Whether a fluke or by skill, I pulled off a pretty impressive trick last week. As of this writing, I am one of two people, out of hundreds, to have beaten an incredibly challenging game with flying colors.
That game is the Phish Quiz Challenge, offered by the security awareness service PhishGoggles as a part of National Cybersecurity Awareness Month. It goes like this: You’re asked to check out a bunch of emails, each for 30 seconds at a time, and then to determine whether each is real or a phishing scam. Some are harder to figure out than others.
So, how did I get 100 percent? I won’t reveal my exact secrets (you owe it to yourself to take the quiz), but I will say that the tells aren’t always obvious. It’s a hard test, as it should be, because the reality is that phishing attempts are getting harder and harder to detect.
And that’s a scary problem, according to Gary Grabowski, vice president of Summit Business Technologies, the firm that operates PhishGoggles. He says that, for the average user, there’s a clear lesson hiding in those messages that tripped up so many during the quiz.
“You should be suspicious of every email; that’s the overarching message in that quiz,” he said in an interview. “Even messages that appear to come from very legitimate vendors should be viewed as suspicious.”
You might be better off not clicking on links in emails at all, he said, even in cases where you think you know the source.

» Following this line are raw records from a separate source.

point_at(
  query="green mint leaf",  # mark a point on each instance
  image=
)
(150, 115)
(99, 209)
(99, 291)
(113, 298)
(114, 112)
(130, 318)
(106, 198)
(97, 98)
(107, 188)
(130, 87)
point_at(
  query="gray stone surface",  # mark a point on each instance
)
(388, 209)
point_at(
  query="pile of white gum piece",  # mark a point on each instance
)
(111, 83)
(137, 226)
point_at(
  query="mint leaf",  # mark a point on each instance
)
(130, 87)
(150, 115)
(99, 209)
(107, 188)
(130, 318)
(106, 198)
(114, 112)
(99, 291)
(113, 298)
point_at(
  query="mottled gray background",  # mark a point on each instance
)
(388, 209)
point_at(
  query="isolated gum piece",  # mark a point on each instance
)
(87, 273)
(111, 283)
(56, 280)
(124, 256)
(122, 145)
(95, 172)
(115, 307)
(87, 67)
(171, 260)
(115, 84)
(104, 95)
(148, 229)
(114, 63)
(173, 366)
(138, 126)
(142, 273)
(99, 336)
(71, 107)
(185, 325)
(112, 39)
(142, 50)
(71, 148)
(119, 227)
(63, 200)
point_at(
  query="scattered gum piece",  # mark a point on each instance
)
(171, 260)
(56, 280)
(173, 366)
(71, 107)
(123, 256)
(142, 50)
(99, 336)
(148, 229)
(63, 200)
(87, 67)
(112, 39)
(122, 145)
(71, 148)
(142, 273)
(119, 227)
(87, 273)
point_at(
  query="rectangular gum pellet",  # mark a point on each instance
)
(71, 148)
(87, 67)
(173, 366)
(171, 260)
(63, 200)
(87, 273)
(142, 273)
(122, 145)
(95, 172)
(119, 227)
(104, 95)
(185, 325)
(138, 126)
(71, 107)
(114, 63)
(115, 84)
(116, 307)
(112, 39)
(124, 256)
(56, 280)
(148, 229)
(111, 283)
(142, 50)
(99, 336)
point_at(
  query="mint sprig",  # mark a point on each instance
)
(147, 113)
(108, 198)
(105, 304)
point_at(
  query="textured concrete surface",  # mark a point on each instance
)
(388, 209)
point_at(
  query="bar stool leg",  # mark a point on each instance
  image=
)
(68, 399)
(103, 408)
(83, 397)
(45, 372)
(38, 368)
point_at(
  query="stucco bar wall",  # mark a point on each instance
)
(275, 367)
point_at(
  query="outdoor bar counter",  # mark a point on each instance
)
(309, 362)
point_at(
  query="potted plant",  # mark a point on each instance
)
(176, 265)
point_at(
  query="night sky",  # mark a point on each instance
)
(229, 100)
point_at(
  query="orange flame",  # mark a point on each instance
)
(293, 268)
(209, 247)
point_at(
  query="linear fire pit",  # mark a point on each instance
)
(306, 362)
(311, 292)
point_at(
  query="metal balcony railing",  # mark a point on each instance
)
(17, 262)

“If your friend sends you a link [and says], ‘Hey, you really have to check out this video,’ unless you’ve just had a conversation with them, I wouldn’t click any of those links,” Grabowski said, noting that the sophistication of phishing attacks has come a long way from the Nigerian email scams of yore.
Such attacks have gained significant notice in recent months—and not just on email, either. The University of Toronto’s Citizen Lab, a research organization focused on human-rights issues, recently noted that the Pegasus spyware, which targets a vulnerability in older versions of iOS, has remained a prominent attack vector against nonprofits, government bodies, and journalists around the world, despite the fact that Apple removed the exploit in an iOS update more than two years ago. As a result of the report, the Committee to Protect Journalists, an advocacy group, put out an alert warning reporters of coordinated attacks based on Pegasus, using techniques such as spear phishing, which targets emails, text messages, and other forms of communication.
While odds are low that Pegasus is a threat to associations specifically, especially if they update their software, you need to be on the lookout for phishing scams. As my colleague Tim Ebner noted earlier this year, the Association of Certified Fraud Examiners somewhat ironically fell victim to a phishing scam that targeted members. The scammers may have taken advantage of ACFE’s online directory of certified fraud examiners.
Grabowski strongly discourages associations from relying on such publicly accessible lists. But if an organization believes it has to make such lists available to members, journalists, or the general public, he recommends working with web developers to make sure email addresses and other sensitive information is “human-readable, but not bot-readable.”
Of course, employees might also contribute to security problems by reusing and sharing account passwords. Grabowski noted that your IT department should consistently reinforce commonsense data security practices.
His advice? Launch a training program for employees to ensure that there’s a clear baseline of what good security actually is. “Focus on educating your users about commonsense security by making them aware of what the commonsense elements are,” he said.
It could be just the thing that prevents your organization from facing the financial and organizational pain that comes from a phishing attack.